Health Minister Dzulkefly Ahmad announced last Friday that the Cabinet has decided to deregulate private medical practitioners’ consultation fees, which means that GPs, dentists, and specialists in private clinics and hospitals will be free to set their own professional rates.

Towse pointed out that community pharmacies’ medicine price advantage over clinics and hospitals would disappear with price controls.

“Publish wholesale list prices so patients paying out-of-pocket can effectively see what the mark-ups are, and see if they want to take their prescription to a community pharmacy, or pharmacy chain or a clinic,” Towse suggested.

PhAMA, which represents multinational pharmaceutical corporations in Malaysia, has said its members are willing to declare wholesale medicine prices, though to MOH, not the public, as it opposed price regulations.

MOH is targeting single-source innovative drugs sourced through public procurement in its first phase of price controls by using external reference pricing to benchmark drug prices in Malaysia against seven to eight countries. The average three lowest reference prices will be chosen to determine the maximum medicine prices allowed in Malaysia at the wholesale and retail levels (clinics, hospitals, pharmacies).

But Towse observed that most public health expenditure in Malaysia was on generic, rather than original medicines: “I’m a little unclear how price control works as opposed to competition.”

He also warned that prices could rise if the ceiling prices were set too high.

“Price controls deter competition.”

Prof Adrian Towse, director emeritus of UK’s Office of Health Economics

“My preference would be moving towards value-based differential pricing,” Towse said.

Value-based differential pricing means that different markets have different prices depending on the country’s income, health system, and disease burden, with payers deciding what is a good use of their budget based on the clinical outcomes and extra cost to the health system.

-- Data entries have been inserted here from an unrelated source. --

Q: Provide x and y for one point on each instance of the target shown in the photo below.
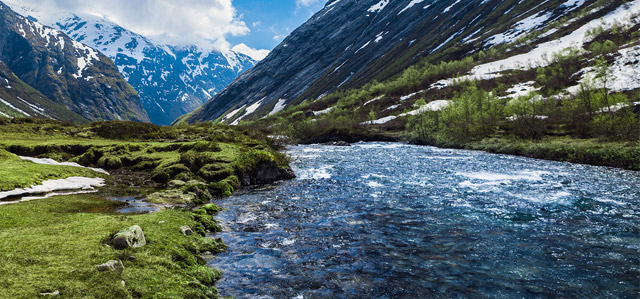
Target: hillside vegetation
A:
(567, 108)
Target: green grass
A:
(54, 244)
(18, 173)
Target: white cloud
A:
(306, 3)
(203, 22)
(255, 54)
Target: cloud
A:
(202, 22)
(255, 54)
(306, 3)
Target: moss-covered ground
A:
(54, 244)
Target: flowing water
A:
(390, 220)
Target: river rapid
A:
(388, 220)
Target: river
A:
(388, 220)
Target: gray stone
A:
(186, 230)
(176, 184)
(54, 293)
(132, 237)
(112, 265)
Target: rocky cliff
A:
(67, 72)
(351, 42)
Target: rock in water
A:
(130, 237)
(186, 230)
(112, 265)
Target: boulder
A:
(267, 173)
(176, 184)
(186, 230)
(132, 237)
(112, 265)
(172, 197)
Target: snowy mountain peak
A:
(172, 80)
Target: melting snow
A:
(72, 183)
(379, 6)
(450, 6)
(278, 107)
(410, 5)
(13, 107)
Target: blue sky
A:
(270, 21)
(252, 27)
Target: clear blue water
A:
(384, 220)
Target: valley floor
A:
(54, 245)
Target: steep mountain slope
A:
(171, 80)
(65, 71)
(18, 99)
(350, 43)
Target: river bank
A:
(393, 220)
(592, 151)
(53, 245)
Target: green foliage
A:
(67, 238)
(529, 114)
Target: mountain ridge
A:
(65, 71)
(171, 80)
(349, 43)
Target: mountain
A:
(352, 42)
(55, 73)
(171, 80)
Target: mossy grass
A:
(54, 245)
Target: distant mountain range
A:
(171, 80)
(350, 43)
(44, 73)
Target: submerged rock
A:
(172, 196)
(266, 173)
(186, 230)
(112, 265)
(176, 184)
(132, 237)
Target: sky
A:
(252, 27)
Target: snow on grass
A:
(576, 39)
(278, 107)
(624, 72)
(248, 111)
(325, 111)
(379, 6)
(521, 89)
(45, 161)
(233, 113)
(72, 183)
(450, 6)
(410, 5)
(521, 28)
(13, 107)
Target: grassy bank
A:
(53, 245)
(18, 173)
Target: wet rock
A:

“The critical point here is that individual health systems indicate what they’re willing to pay for health care,” Towse said.

“Optimal price levels and differences across markets can be achieved if each payer unilaterally sets an incremental cost effectiveness threshold based on its citizens’ willingness to pay for health and health-related gain. Manufacturers will price to that [threshold]. Payers should limit reimbursement to patients for whom a drug is cost-effective at that price.”

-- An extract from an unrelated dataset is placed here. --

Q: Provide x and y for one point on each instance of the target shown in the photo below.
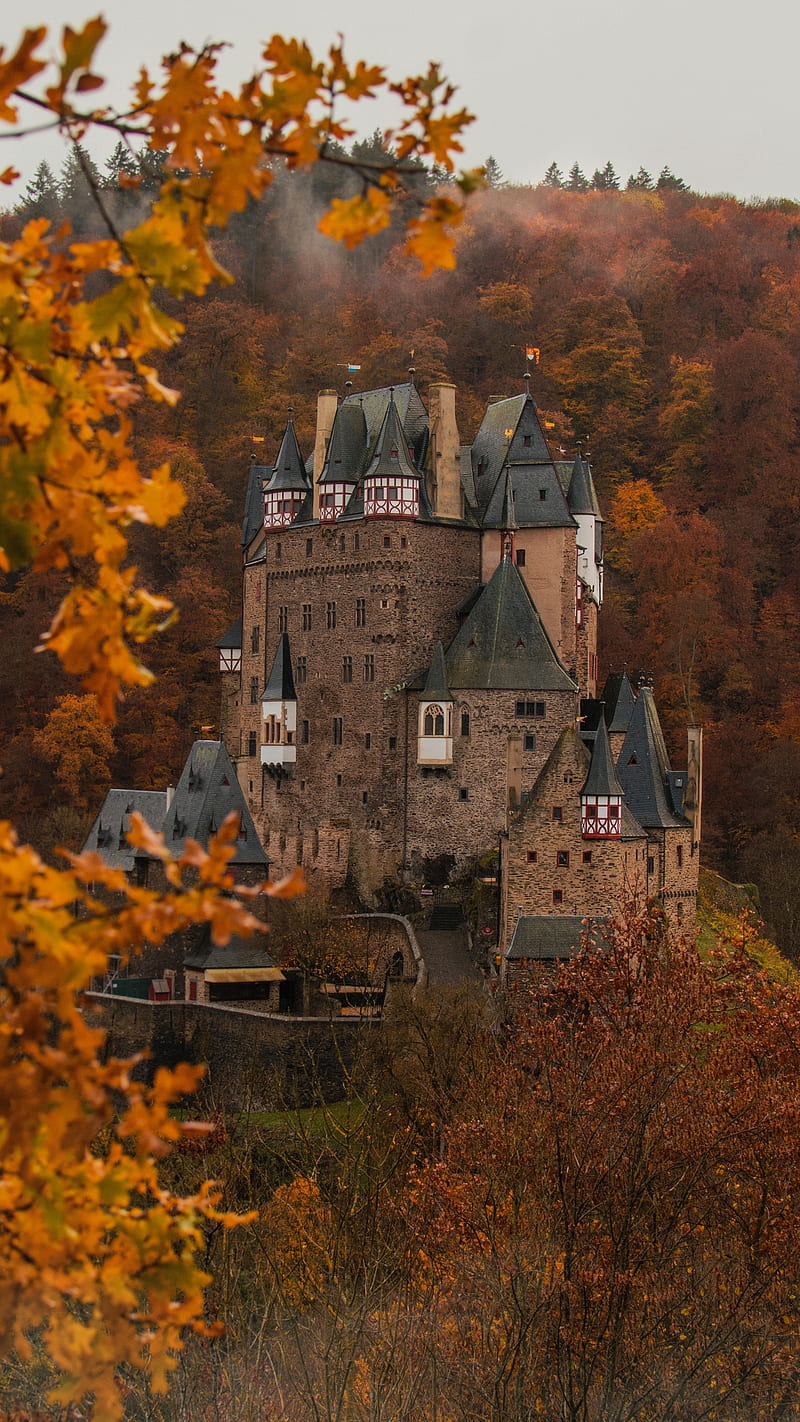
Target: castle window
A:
(434, 721)
(532, 708)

MOH’s Pharmaceutical Services Programme, he said, carries out an HTA, but noted that budget impact, rather than cost-effectiveness, is used as a criterion in deciding which medicines to list in the national formulary. But listing doesn’t necessarily lead to funding and providing those drugs in public health facilities.

“External reference pricing undermines differential pricing and exports pricing policy. Malaysia has experience and capability in HTA, so it makes sense to build on that and move to value-based pricing in the public sector,” said Towse.